Die Christoffel-Blindenmission feiert die 15-millionste von ihr geförderte Graue-Star-Operation. Den Jubiläumseingriff habe das dreijährige ugandische Mädchen Nakisinde glücklich überstanden und könne jetzt sehen, teilte das Hilfswerk am 3. September im südhessischen Bensheim mit. "15 Millionen Operationen heißen auch 15 Millionen Mal ein besseres Leben", erklärte CBM-Vorstand Rainer Brockhaus. "Mein spezieller Dank gilt unseren Spenderinnen und Spendern. Nur mit ihrer Unterstützung konnten unsere Ärztinnen und Ärzte in den vergangenen 53 Jahren bereits 15 Millionen Mal Augenlicht schenken. So wie jetzt bei Nakisinde."

Das Mädchen wuchs nach CBM-Angaben als jüngstes von insgesamt sieben Kindern in einer ländlichen Region in Zentral-Uganda auf. Als sie ein Jahr alt war, bemerkte ihr Vater zum ersten Mal einen kleinen Fleck auf ihrem Auge. Beim Laufen stolperte sie immer öfter oder stieß irgendwo an. Eine Untersuchung im CBM-Partnerkrankenhaus Mengo in Kampala brachte die Diagnose: Nakisinde hatte auf beiden Augen Grauen Star, eine Eintrübung der Augenlinse.
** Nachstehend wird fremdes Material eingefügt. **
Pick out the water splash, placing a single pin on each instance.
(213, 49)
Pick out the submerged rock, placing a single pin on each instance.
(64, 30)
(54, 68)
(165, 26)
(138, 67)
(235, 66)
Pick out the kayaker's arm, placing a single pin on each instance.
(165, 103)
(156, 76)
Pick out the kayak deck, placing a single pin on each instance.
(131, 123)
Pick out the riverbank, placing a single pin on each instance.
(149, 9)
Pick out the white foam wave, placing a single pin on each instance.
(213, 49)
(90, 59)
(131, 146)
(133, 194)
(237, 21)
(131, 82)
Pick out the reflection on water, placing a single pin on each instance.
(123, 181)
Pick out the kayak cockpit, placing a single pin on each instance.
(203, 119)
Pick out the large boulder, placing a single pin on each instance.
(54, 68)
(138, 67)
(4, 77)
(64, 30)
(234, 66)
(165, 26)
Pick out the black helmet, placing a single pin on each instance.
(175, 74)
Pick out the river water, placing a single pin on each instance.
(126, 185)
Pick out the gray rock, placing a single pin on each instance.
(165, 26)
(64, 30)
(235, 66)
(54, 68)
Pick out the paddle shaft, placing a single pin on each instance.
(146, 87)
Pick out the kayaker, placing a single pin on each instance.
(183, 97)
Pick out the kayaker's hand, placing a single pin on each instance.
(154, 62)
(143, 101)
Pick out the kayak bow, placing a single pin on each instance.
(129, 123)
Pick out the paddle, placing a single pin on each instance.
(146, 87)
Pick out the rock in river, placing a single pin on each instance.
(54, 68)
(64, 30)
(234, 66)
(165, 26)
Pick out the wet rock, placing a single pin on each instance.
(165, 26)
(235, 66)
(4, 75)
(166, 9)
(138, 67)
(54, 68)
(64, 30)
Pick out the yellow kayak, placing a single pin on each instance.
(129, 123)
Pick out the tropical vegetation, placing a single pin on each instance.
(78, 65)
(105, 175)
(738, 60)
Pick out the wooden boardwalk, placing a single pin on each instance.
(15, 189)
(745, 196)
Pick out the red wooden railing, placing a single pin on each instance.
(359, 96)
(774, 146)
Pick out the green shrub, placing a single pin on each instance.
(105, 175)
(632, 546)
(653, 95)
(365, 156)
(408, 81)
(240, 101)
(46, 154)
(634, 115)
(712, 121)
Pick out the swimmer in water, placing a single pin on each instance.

Diese konnte durch eine künstliche Linse ersetzt werden.

Eine Operation in den CBM-geförderten Projekten kostet bei Erwachsenen im Schnitt 30 Euro, bei Kindern wie Nakisinde wegen der erforderlichen Vollnarkose durchschnittlich 125 Euro. Das sei zu viel für arme Familien wie die Eltern Nakisindes, die als Bauern am Tag umgerechnet 2,36 Euro verdienten, erläuterte Brockhaus. "Mit der Förderung von Grauen-Star-Operationen sorgt die CBM daher für gerechtere Chancen."

Laut Hilfswerk sind weltweit 36 Millionen Menschen blind und 217 Millionen stark sehbehindert. Die meisten von ihnen lebten in Entwicklungsländern. Rund drei Viertel aller Sehbehinderungen könnten vermieden oder geheilt werden - auch der Graue Star, der mit Abstand die häufigste Blindheitsursache weltweit sei.